こんにちは。先週はイギリス競馬のチャンピオンズシリーズ最終日(チャンピオンズデー)が例年どおり、アスコット競馬場で開催されました。大波乱となったレースが2つあり、そして、メインのチャンピオンステークスでは、カランダガンがオンブズマン、ドラクロワの2頭に対して圧倒的な勝利を収めるという、非常に盛り上がった開催となりました。どのレースも激戦続きで、素晴らしい一日だったと思います。

カランダガンは今回の勝利によってヨーロッパ最強の称号を手にした形となりました。馬主は、今年の凱旋門賞もダリズで制覇したアガ・カーン殿下(アガカーン・スタッド)。今シーズンのヨーロッパ競馬を象徴する存在と言えるでしょう。

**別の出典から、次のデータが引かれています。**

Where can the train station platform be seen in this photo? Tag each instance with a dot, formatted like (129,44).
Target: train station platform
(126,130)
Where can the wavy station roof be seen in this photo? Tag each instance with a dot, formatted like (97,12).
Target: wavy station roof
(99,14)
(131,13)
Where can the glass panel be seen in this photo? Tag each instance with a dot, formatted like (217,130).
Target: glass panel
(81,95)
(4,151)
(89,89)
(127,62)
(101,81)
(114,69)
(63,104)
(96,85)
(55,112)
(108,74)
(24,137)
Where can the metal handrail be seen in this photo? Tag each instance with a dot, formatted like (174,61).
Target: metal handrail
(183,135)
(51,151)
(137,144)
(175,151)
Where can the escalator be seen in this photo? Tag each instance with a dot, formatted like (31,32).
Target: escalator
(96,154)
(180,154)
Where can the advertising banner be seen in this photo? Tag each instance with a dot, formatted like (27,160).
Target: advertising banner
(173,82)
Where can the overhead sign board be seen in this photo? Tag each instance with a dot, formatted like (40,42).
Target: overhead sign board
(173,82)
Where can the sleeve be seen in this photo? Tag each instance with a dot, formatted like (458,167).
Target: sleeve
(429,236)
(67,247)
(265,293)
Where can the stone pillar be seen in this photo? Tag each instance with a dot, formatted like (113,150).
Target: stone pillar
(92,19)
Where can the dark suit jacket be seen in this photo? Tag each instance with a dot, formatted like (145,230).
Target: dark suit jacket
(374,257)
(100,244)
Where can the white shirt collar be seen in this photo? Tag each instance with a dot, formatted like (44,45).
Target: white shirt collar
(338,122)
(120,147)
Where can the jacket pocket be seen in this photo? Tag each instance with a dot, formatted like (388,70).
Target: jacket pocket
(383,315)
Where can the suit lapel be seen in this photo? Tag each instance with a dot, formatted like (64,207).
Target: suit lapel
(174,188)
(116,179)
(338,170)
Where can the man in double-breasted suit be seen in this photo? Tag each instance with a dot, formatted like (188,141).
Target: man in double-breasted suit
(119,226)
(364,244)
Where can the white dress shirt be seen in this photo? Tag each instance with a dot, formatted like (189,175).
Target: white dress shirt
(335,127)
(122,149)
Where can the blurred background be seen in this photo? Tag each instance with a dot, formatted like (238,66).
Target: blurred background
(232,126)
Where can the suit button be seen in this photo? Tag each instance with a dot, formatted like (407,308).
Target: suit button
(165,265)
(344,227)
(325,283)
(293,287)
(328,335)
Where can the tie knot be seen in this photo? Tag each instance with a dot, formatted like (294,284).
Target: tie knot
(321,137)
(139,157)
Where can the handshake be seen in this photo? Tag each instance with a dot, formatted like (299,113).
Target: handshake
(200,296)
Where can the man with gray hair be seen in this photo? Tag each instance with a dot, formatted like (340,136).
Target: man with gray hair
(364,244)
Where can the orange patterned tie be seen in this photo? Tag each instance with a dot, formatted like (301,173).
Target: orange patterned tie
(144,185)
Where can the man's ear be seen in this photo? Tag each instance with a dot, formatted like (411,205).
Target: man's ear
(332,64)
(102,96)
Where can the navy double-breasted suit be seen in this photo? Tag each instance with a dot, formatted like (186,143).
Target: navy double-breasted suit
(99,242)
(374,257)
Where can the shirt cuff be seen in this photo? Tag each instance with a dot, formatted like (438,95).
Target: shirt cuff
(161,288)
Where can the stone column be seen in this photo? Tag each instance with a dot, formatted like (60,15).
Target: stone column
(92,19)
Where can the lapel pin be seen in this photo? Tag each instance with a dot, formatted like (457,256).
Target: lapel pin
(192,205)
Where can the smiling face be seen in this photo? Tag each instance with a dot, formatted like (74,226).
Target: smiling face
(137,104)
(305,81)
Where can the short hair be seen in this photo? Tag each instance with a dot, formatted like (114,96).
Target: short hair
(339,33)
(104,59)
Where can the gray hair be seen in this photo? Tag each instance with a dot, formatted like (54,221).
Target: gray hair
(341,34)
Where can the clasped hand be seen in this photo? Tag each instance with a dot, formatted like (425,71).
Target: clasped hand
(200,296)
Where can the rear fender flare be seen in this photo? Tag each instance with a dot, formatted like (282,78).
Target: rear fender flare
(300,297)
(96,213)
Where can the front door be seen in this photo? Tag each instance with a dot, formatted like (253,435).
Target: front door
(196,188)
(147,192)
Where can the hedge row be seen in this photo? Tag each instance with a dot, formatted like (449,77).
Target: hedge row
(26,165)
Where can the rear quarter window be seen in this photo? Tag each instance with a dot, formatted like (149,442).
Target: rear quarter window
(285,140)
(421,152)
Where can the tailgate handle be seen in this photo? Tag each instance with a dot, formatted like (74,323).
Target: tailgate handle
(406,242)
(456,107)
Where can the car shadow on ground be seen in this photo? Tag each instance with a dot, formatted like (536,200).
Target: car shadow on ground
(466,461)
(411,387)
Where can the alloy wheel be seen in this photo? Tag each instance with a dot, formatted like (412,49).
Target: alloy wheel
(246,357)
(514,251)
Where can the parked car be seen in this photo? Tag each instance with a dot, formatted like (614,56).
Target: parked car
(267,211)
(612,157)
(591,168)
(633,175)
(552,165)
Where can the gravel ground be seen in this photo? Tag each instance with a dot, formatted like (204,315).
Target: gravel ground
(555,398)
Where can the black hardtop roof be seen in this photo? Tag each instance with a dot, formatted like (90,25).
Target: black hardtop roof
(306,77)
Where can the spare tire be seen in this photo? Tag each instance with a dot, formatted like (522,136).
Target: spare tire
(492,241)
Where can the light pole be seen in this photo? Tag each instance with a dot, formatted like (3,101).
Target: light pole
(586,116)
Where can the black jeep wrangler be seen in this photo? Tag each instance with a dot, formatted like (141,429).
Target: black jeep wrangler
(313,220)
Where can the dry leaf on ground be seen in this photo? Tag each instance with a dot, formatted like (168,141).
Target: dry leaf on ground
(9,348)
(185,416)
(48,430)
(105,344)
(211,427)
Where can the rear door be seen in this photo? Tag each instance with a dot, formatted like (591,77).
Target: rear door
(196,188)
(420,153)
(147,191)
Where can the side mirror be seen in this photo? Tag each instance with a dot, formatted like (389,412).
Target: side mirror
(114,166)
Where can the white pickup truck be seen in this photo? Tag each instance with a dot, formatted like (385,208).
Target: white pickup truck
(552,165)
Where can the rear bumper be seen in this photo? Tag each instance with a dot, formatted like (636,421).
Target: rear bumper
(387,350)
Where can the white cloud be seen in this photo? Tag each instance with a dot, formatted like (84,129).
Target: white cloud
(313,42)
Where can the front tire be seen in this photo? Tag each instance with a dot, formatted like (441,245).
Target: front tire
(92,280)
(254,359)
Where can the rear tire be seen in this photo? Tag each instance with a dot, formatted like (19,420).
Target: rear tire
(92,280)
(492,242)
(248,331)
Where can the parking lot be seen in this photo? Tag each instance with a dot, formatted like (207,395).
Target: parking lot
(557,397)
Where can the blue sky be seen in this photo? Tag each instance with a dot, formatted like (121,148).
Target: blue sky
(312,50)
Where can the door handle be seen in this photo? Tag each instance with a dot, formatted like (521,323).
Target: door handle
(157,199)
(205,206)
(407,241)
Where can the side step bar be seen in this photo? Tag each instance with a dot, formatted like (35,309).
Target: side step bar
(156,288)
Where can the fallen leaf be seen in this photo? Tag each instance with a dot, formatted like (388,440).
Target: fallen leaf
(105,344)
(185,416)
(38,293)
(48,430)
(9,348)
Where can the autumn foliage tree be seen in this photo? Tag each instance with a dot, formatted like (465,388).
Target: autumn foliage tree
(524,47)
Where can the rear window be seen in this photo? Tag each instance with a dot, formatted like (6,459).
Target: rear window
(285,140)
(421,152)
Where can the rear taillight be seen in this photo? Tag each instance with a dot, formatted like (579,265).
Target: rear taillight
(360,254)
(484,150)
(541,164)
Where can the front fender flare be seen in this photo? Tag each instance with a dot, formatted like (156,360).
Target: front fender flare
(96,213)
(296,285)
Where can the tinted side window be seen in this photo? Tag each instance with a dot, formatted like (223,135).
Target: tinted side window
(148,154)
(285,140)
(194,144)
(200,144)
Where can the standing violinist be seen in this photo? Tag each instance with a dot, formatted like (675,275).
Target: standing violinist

今後はジャパンカップへの参戦もうわさされていますが、現在、フランスで発生している馬の感染症問題があり、遠征には大きな障害があるのも事実です。それでも、日本の東京競馬場であの末脚をもう一度見てみたいと強く思います。また、ドバイでカランダガンに先着したダノンデサイルとの再戦も、ぜひ実現してほしいところです。

騎手に関しては、マーフィー騎手が他を圧倒する勝ち星を挙げ、見事リーディングジョッキー(2年連続5度目)に輝きました。最近の彼は騎乗内容にさらなる進化が見られ、このままの勢いでいけば、数年はイギリスリーディングを守り続けるのではないかと思います。ただ、イギリスでは毎日のようにレースに騎乗しなければリーディングを維持できないため、強靱(きょうじん)なメンタルと体力が求められます。過酷な環境の中で、来年どのような活躍を見せてくれるのか、今から楽しみです。

イギリス競馬はこれから障害レースのシーズンに入り、ますます盛り上がりを見せるので、私ももう少し障害レースについて勉強して楽しめるようになりたいと思います。

さて、話はアメリカへと変わりますが、日本からの出走馬はいよいよブリーダーズカップ(西海岸のデルマー競馬場が舞台)へ向けて成田空港から旅立ちます。もちろん、日本のエースはフォーエバーヤング。大谷翔平選手のような大活躍を期待しています。今年のBCクラシックは近年まれに見る豪華メンバーがそろっており、サウジカップを制した時のようなドラマチックなレースになることを期待せずにはいられません。皆様、日本馬への温かいご声援をぜひよろしくお願いいたします。